Unternehmen können ihre KI-Agenten in drei Kategorien einordnen, die unterschiedliche Sicherheitsrisiken mit sich bringen:
Agentic Chatbots sind die vertrauteste Kategorie. Diese KI-Assistenten operieren innerhalb von verwalteten Plattformen wie Produktivitätstools oder Kundenservice-Systemen. Sie werden typischerweise durch menschliche Interaktion ausgelöst und helfen bei Informationsbeschaffung, Dokumentenzusammenfassungen oder einfachen Integrationen. Zwar erscheinen sie auf den ersten Blick sicherheitstechnisch unkritisch, doch verstecken sich häufig Risiken dahinter: Viele Chatbot-Tools nutzen eingebettete API-Verbinder oder statische Anmeldedaten mit zu breiten Zugriffsrechten. Auch Wissensdatenbanken, die mit diesen Systemen verbunden sind, könnten durch Konversationen sensible Daten preisgeben.
Lokale Agenten sind die am schnellsten wachsende und gleichzeitig am wenigsten kontrolierte Kategorie. Sie laufen direkt auf Mitarbeiter-Computern und integrieren sich in Entwicklungsumgebungen, Terminals oder produktive Workflows. Das besondere Sicherheitsproblem: Diese Agenten erben die Berechtigungen und Netzwerkzugriffe desjenigen Benutzers, der sie ausführt.

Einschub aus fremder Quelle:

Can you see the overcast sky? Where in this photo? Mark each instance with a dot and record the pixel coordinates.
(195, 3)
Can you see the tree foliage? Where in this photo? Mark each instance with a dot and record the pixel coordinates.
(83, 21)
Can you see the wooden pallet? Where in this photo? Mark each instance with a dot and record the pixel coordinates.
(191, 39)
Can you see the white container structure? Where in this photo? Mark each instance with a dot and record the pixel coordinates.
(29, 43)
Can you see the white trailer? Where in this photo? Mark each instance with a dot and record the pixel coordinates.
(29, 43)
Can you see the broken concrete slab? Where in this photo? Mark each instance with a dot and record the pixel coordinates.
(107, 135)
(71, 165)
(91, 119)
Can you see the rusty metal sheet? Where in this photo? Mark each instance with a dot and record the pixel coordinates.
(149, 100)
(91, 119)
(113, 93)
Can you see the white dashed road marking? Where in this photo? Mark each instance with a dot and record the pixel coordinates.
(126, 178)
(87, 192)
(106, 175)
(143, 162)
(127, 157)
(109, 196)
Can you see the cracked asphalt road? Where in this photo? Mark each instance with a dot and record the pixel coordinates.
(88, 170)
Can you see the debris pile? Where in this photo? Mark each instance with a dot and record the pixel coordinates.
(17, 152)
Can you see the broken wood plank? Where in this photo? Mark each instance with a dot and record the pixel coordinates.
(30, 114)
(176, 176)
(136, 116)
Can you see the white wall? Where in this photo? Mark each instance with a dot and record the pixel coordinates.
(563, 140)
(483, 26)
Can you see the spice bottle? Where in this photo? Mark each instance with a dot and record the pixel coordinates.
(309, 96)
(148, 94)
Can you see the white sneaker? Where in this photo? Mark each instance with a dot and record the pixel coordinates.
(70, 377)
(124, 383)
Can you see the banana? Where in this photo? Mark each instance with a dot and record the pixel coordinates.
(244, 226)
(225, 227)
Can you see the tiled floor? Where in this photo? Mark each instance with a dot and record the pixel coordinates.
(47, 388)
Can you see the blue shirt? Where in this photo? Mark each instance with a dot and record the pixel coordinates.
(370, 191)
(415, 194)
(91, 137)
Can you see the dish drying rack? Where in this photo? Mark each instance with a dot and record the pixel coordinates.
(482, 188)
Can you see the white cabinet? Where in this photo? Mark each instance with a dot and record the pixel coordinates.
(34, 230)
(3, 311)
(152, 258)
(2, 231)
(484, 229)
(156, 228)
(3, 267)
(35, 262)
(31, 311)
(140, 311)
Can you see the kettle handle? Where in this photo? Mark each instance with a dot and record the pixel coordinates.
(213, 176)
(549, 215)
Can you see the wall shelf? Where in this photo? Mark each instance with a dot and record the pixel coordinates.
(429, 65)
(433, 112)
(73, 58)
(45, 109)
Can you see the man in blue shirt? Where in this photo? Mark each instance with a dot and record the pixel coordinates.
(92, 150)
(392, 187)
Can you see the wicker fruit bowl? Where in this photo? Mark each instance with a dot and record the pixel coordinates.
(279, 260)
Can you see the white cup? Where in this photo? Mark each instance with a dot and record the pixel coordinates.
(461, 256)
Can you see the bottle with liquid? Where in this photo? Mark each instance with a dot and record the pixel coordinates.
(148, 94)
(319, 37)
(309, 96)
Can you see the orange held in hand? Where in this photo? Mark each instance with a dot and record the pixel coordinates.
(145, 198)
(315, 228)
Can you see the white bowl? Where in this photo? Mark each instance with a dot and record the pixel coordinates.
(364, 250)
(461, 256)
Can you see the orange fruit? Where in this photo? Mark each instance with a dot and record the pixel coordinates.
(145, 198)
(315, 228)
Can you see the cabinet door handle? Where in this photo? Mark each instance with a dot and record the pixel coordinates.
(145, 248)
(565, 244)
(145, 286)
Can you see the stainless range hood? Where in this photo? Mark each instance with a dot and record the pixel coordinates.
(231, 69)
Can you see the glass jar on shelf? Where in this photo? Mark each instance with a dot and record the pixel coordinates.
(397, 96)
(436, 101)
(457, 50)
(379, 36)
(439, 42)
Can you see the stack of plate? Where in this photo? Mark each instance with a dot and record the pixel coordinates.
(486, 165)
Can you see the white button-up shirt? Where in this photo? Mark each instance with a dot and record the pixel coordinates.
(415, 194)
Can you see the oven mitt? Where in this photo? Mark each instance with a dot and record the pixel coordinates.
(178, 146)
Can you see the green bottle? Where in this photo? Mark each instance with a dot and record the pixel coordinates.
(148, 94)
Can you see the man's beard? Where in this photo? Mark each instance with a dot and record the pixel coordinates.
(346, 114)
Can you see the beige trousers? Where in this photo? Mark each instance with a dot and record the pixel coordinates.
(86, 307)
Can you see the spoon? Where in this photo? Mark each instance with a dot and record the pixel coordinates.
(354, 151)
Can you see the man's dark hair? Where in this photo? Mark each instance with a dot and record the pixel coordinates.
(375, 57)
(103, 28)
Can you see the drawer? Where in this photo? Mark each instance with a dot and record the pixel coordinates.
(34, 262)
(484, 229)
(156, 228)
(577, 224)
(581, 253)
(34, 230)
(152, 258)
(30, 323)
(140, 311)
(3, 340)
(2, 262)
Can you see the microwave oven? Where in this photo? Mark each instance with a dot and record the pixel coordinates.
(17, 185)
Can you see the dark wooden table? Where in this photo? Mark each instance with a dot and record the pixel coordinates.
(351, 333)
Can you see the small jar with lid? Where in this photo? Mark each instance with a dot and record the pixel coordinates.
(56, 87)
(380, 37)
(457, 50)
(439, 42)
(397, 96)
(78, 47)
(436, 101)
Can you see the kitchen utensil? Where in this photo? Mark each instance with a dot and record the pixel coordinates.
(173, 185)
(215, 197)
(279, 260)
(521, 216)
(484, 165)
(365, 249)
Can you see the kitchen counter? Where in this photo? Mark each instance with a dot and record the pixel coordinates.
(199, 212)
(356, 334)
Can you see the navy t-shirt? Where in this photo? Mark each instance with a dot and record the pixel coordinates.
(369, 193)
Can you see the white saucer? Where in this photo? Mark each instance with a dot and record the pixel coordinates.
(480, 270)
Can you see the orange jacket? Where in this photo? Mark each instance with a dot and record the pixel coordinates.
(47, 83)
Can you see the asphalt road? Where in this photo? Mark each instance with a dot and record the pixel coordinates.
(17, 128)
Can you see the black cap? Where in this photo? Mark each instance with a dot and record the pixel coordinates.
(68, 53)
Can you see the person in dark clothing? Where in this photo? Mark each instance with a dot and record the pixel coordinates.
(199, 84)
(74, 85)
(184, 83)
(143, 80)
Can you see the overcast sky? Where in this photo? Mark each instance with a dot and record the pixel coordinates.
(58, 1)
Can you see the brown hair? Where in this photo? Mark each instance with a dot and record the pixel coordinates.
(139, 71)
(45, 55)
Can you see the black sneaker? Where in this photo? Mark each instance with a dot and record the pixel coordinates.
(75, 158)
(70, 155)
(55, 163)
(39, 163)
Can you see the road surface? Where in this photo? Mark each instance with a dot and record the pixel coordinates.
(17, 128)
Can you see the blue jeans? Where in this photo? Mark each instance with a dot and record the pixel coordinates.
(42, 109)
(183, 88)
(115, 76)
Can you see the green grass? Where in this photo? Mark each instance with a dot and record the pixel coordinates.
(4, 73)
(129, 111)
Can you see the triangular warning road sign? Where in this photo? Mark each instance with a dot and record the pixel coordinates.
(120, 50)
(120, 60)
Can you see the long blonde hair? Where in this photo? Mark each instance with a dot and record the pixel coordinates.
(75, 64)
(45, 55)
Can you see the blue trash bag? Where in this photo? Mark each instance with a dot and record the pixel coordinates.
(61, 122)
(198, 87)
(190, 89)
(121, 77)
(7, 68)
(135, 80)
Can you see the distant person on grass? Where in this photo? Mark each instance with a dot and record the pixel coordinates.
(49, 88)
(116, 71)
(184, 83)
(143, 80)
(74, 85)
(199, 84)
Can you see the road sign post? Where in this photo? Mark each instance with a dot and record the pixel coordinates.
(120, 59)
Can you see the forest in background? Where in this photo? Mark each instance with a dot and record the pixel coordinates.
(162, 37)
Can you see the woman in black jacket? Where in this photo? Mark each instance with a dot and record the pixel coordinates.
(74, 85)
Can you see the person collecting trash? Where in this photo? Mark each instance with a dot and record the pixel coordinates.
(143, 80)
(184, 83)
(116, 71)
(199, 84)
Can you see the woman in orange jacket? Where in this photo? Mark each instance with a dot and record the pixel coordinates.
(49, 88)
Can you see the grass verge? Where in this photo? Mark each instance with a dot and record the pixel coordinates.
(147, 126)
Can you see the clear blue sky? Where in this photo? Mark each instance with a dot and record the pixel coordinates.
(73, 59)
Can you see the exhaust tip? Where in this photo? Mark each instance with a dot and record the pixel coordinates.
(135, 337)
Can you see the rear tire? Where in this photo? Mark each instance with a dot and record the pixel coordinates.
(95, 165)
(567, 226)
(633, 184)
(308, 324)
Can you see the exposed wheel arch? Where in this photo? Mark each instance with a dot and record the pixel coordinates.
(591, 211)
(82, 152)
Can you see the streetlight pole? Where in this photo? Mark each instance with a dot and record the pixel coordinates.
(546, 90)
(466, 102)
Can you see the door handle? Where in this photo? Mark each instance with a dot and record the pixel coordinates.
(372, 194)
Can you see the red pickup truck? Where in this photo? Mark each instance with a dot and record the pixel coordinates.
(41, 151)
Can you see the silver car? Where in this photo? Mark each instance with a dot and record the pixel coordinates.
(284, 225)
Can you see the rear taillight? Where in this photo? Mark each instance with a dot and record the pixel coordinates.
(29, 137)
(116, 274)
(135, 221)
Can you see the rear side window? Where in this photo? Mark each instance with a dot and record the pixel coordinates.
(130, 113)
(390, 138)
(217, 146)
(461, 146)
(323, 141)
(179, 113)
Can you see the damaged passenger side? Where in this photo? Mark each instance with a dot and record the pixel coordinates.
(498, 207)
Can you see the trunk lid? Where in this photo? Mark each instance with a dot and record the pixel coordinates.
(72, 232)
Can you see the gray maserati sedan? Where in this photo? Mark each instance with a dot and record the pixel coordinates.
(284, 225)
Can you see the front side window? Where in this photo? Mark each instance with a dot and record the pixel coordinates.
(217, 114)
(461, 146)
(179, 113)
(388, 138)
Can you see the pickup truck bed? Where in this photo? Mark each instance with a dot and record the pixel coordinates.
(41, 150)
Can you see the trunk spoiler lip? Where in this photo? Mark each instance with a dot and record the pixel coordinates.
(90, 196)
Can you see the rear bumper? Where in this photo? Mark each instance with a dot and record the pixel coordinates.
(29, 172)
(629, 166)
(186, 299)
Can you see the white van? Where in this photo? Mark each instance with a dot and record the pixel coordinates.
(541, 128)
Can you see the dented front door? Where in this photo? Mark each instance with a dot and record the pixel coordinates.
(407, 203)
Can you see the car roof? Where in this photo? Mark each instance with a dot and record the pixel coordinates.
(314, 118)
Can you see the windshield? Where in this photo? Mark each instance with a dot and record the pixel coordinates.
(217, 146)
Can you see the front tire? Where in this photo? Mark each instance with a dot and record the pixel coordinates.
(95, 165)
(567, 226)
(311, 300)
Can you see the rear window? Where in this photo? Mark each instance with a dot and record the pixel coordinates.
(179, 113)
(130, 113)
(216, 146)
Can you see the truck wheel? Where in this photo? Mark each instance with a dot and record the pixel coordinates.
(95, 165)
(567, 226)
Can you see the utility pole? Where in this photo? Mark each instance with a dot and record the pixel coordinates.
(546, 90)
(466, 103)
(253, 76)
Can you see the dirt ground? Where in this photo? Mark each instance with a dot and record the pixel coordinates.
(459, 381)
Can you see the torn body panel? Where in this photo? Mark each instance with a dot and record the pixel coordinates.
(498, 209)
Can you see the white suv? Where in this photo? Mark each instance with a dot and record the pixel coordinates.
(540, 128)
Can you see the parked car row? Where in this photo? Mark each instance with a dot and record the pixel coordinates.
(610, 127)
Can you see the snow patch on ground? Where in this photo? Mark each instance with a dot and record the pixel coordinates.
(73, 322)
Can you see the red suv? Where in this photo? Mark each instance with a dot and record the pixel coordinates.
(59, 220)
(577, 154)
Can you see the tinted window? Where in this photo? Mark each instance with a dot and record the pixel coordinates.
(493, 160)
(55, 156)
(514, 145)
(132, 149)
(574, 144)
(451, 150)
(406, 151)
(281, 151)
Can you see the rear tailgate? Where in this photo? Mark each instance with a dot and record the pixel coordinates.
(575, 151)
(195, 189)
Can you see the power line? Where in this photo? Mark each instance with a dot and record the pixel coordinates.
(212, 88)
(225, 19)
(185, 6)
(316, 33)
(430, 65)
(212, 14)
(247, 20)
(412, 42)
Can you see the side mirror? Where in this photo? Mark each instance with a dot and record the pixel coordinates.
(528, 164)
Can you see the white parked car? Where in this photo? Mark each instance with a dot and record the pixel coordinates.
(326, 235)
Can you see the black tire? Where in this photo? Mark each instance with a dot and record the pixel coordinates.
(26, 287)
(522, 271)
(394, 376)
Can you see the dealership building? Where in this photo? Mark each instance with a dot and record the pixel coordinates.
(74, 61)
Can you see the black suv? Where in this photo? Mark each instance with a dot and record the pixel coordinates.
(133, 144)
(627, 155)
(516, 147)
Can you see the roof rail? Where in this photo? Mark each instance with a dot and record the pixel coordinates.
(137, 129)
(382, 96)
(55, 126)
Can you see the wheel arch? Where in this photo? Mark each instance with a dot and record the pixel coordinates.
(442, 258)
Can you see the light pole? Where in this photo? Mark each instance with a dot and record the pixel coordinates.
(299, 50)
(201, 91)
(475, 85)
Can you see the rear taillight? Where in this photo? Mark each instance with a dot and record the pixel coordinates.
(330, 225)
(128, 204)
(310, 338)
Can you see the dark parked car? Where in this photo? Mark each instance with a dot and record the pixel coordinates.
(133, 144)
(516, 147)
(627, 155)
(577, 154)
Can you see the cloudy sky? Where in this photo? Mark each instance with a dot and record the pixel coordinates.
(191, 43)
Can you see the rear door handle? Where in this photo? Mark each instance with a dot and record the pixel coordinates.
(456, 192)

Mitarbeiter können damit Agenten unmittelbar mit GitHub, Slack, internen APIs oder Cloud-Umgebungen verbinden – ohne dass zentrale IT-Abteilungen diese Verbindungen genehmigen oder überwachen. Hinzu kommt das Supply-Chain-Risiko durch Third-Party-Plugins aus öffentlichen Ökosystemen, die möglicherweise böswillige Anweisungen enthalten.
Production Agents sind die mächtigste Klasse autonomer KI-Systeme. Sie laufen als Unternehmensservices und können kontinuierlich ohne menschliche Interaktion operieren, auf Systemereignisse reagieren und komplexe Workflows über mehrere Systeme orchestrieren. Organisationen setzen sie für Incident-Response-Automatisierung, DevOps-Workflows und Business-Prozesse ein. Da sie als Services laufen, nutzen sie dedizierte Machine-Identitäten und Zugangsdaten. Hier entsteht eine völlig neue Identitätsfläche innerhalb von Unternehmensumgebungen.
Die Priorität für CISOs ist klar: Je größer der Zugriff und die Autonomie eines Agenten, desto höher die Sicherheitspriorität. Erfolgreiche Unternehmen werden nicht diejenigen sein, die KI-Agenten ganz vermeiden, sondern die, die ihre Agenten verstehen, ihre Identitäten richtig verwalten und Zugriffsrechte korrekt einschränken. Denn in der Ära der KI-Agenten wird die Identitätsverwaltung zur Kontrolleben der Unternehmens-KI-Sicherheit.